100: # print '\n'.join(tweets) + lastline
101: # sys.exit()
102:
103: ##### Blog interaction #####
104:
105: # Connect to the blog.
106: blog = wordpresslib.WordPressClient(burl, bname, bpword)
107: blog.selectBlog(bid)
108:
109: # Create the info we're going to post.
110: post = wordpresslib.WordPressPost()
111: post.title = 'Tweets for %s' % yesterday.strftime('%B %e, %Y')

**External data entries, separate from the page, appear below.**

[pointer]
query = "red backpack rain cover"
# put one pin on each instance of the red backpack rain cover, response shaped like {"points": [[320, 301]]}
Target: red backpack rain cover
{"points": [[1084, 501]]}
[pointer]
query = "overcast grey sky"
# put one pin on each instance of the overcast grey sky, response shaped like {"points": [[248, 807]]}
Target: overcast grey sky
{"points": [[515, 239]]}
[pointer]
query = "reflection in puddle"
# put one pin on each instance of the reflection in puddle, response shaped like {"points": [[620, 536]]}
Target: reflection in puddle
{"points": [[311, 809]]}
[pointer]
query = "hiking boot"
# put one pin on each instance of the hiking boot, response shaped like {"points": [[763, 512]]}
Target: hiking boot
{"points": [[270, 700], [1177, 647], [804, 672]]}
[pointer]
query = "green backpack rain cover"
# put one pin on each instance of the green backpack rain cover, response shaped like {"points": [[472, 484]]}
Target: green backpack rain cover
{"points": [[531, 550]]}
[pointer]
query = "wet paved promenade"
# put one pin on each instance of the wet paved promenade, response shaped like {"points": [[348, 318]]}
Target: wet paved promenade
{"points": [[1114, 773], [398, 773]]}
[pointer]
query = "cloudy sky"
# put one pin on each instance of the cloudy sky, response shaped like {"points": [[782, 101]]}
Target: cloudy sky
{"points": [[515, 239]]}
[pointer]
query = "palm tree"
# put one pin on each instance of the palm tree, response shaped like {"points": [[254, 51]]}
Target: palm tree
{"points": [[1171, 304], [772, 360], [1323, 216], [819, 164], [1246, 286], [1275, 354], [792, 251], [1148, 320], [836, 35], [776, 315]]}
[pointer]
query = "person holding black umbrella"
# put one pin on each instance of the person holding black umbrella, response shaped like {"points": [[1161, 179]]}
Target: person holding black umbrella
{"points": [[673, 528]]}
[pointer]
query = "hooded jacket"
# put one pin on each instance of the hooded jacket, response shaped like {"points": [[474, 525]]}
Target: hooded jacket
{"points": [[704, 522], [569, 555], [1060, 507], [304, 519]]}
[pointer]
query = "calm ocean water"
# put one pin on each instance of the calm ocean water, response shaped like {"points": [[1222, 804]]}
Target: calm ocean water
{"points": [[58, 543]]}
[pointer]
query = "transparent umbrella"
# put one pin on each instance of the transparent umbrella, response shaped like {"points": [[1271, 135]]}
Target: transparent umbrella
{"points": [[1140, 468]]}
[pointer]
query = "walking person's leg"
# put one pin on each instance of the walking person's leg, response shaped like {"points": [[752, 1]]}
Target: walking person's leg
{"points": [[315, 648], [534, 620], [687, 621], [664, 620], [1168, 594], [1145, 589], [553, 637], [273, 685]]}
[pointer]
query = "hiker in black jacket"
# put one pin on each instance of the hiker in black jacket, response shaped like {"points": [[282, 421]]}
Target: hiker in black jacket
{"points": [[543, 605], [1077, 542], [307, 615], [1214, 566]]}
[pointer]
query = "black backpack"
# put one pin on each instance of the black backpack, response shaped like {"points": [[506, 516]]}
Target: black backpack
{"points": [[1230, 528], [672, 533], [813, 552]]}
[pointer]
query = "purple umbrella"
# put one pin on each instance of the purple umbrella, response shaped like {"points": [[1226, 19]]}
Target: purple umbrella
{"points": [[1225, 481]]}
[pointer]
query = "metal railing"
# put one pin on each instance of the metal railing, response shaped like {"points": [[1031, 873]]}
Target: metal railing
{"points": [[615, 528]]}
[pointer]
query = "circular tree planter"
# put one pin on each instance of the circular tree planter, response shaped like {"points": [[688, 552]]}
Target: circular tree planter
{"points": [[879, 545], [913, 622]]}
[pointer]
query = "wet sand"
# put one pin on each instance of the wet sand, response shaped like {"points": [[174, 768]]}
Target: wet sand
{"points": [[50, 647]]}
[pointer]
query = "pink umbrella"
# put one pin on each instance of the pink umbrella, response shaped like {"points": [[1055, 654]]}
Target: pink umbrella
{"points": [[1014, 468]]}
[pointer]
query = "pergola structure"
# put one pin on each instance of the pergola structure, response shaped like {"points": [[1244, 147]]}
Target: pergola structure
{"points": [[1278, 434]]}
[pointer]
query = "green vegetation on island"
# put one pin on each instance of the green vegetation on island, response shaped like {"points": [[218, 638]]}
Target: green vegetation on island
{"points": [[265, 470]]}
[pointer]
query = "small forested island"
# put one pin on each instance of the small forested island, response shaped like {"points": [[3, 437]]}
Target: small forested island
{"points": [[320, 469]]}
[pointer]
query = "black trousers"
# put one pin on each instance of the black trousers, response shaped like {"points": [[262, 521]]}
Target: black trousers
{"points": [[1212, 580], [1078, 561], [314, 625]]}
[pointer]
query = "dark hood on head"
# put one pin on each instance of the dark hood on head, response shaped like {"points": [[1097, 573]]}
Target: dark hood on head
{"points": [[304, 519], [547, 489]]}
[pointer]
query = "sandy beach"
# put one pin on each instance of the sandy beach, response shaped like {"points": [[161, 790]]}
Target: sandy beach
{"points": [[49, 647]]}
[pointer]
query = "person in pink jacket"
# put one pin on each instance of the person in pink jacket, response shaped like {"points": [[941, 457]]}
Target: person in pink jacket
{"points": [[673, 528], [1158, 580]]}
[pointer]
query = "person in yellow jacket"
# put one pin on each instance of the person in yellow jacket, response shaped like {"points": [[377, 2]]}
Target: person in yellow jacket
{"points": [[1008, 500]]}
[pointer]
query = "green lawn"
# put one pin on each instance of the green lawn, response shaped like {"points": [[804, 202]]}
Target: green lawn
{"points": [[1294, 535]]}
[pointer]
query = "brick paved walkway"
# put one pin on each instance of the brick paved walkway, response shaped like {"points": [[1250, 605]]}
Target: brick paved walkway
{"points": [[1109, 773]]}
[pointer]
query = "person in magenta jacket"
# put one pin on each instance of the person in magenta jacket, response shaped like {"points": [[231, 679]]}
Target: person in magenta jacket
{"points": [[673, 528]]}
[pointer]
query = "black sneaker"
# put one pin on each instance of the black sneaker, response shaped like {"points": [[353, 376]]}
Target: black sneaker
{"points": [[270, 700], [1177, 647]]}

112: post.description = '\n'.join(tweets) + lastline
113: post.categories = (blog.getCategoryIdFromName(bcat),)
114:
115: # And post it.
116: newpost = blog.newPost(post, True)
117: print newpost
The new stuff is in Lines 43-60. The connection to Twitter is now in the body of a loop. If the connection fails, the connection attempt is repeated 15 minutes later, for a maximum of 9 attempts over a two-hour period. If the connection succeeds, the process breaks out of the loop and continues on to create the post.

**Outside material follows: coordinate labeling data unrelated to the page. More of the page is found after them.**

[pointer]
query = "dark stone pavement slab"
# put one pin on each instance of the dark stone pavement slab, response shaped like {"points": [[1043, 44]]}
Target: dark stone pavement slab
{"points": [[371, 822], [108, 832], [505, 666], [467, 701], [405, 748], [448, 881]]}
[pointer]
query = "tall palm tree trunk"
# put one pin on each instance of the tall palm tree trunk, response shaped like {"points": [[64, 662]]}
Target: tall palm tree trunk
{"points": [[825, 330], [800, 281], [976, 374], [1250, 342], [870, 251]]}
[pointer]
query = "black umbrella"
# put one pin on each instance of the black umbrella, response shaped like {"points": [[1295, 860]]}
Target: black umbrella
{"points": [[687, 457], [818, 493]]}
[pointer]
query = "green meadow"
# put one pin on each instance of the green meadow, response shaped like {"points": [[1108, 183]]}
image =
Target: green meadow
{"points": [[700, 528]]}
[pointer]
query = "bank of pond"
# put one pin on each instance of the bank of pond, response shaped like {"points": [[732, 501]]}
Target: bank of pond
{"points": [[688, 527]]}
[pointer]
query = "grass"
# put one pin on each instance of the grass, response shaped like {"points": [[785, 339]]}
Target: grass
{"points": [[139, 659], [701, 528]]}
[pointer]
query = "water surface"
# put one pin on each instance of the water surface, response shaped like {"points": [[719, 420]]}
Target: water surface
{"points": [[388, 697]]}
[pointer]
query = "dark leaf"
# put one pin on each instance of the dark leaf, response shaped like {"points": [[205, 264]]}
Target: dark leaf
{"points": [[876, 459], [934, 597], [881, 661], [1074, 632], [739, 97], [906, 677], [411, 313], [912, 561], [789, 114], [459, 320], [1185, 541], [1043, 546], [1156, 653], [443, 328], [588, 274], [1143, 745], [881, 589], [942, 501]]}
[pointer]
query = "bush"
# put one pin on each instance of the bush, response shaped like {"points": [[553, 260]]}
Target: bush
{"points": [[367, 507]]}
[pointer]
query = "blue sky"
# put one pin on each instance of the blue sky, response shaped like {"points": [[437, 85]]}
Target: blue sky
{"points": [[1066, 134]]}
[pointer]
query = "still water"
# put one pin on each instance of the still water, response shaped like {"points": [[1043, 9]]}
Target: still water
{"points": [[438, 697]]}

I tested the new twitterpost
by running it with my network cable initially disconnected (Twitter wouldn’t oblige me by being down during testing). After a few loops, I’d reconnect the cable and the rest of the script would execute. It seemed to be working perfectly, so I was surprised to find the repeated posts the next day.
My first thought was that some mistake in the loop was making the script stutter. But it wouldn’t stutter when I tested it, and the connection to the blog wasn’t even in the loop. Eventually I learned that I had somehow created a second launchd process; the posts were repeated because twitterpost
was being run twice each night. Killing the second launchd process eliminated the repeated post.
Update 9/15/09
Hey, it works! Last night, the script couldn’t connect to Twitter for an hour. I have it set to start at 1:15 am, but last night’s post is timestamped 2:15 am. Launching Console to look at the system log, I found this:
Sep 15 02:15:05 drang com.leancrew.twitterpost[45665]: Can't connect to Twitter on try 1...

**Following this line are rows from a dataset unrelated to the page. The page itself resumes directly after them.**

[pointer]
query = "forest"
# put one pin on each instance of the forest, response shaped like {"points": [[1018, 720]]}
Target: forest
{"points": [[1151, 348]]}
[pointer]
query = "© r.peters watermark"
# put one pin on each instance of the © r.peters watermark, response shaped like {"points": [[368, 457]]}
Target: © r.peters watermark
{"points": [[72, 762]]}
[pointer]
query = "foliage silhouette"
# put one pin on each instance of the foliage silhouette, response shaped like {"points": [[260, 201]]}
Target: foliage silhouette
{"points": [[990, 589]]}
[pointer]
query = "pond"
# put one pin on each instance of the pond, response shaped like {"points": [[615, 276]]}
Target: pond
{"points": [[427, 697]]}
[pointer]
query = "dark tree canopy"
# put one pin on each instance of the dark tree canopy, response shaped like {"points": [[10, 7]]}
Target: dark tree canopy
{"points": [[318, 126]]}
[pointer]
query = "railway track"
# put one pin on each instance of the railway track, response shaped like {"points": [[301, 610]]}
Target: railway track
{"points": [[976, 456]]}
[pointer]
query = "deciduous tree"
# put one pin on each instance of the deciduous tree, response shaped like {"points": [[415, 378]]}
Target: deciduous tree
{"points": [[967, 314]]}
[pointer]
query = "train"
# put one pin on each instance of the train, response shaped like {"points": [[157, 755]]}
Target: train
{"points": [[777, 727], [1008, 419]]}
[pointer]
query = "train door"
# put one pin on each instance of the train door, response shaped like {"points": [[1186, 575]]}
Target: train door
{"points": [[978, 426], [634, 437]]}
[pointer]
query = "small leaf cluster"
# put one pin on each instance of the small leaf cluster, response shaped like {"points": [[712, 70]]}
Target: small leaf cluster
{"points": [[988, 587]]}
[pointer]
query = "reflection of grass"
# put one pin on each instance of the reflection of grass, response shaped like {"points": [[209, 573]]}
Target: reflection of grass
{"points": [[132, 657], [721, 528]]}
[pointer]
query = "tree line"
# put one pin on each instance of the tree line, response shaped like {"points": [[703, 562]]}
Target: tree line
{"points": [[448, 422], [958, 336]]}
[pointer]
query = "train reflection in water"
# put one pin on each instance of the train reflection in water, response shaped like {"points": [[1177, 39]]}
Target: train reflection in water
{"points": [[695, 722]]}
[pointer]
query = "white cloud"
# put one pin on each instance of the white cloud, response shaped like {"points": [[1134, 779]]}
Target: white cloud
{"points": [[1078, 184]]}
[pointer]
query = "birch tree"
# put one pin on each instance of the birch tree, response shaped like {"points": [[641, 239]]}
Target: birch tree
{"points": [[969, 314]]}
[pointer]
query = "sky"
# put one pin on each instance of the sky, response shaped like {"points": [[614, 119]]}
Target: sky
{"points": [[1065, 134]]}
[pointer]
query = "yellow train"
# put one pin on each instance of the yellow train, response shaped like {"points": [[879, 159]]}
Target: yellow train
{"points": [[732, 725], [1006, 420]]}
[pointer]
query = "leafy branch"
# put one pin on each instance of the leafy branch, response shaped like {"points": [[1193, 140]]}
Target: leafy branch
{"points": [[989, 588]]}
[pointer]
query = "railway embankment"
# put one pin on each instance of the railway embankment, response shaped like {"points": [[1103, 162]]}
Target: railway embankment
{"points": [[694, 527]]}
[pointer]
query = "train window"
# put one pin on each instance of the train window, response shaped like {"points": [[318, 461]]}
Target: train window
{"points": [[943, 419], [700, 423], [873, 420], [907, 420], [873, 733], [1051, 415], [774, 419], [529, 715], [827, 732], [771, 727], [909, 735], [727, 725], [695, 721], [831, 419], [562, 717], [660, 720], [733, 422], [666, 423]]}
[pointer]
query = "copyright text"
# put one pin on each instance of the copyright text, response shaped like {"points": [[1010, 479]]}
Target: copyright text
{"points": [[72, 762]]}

Sep 15 02:15:05 drang com.leancrew.twitterpost[45665]: Can't connect to Twitter on try 2...
Sep 15 02:15:05 drang com.leancrew.twitterpost[45665]: Can't connect to Twitter on try 3...
Sep 15 02:15:05 drang com.leancrew.twitterpost[45665]: Can't connect to Twitter on try 4...
Sep 15 02:15:05 drang com.leancrew.twitterpost[45665]: 998
Four failures and then a success. I know the timestamps make it look like all the attempts were made at 2:15, but that’s because the script doesn’t flush its output as it runs; all the output hits the system log when script finishes. I saw the same thing when I was testing the script with the network cable disconnected.
I did my best to simulate a failed connection in my testing, and I thought it would work, but it’s still nice to see it doing what it’s supposed to in a real world situation.
Because I felt bad about sending out repeated feeds, and because I began to question the value of these automatic tweet posts, I decided to create new feeds that excluded the Twitter posts. Patrick Mosby had already done this through Yahoo! Pipes, and my first thought was to just link to his feed. But I didn’t want to be dependent on his maintaining that feed, so I just copied his work on my own Yahoo! account.
So now there are four feeds: an RSS 2.0 feed with every post, an Atom feed with every post, an RSS 2.0 feed without the Twitter posts, and an Atom feed without the Twitter posts.
I’ve never understood the niceties of RSS 2.0 v. Atom, but since WordPress and Yahoo! Pipes make it easy to provide both, that’s what I’ll do.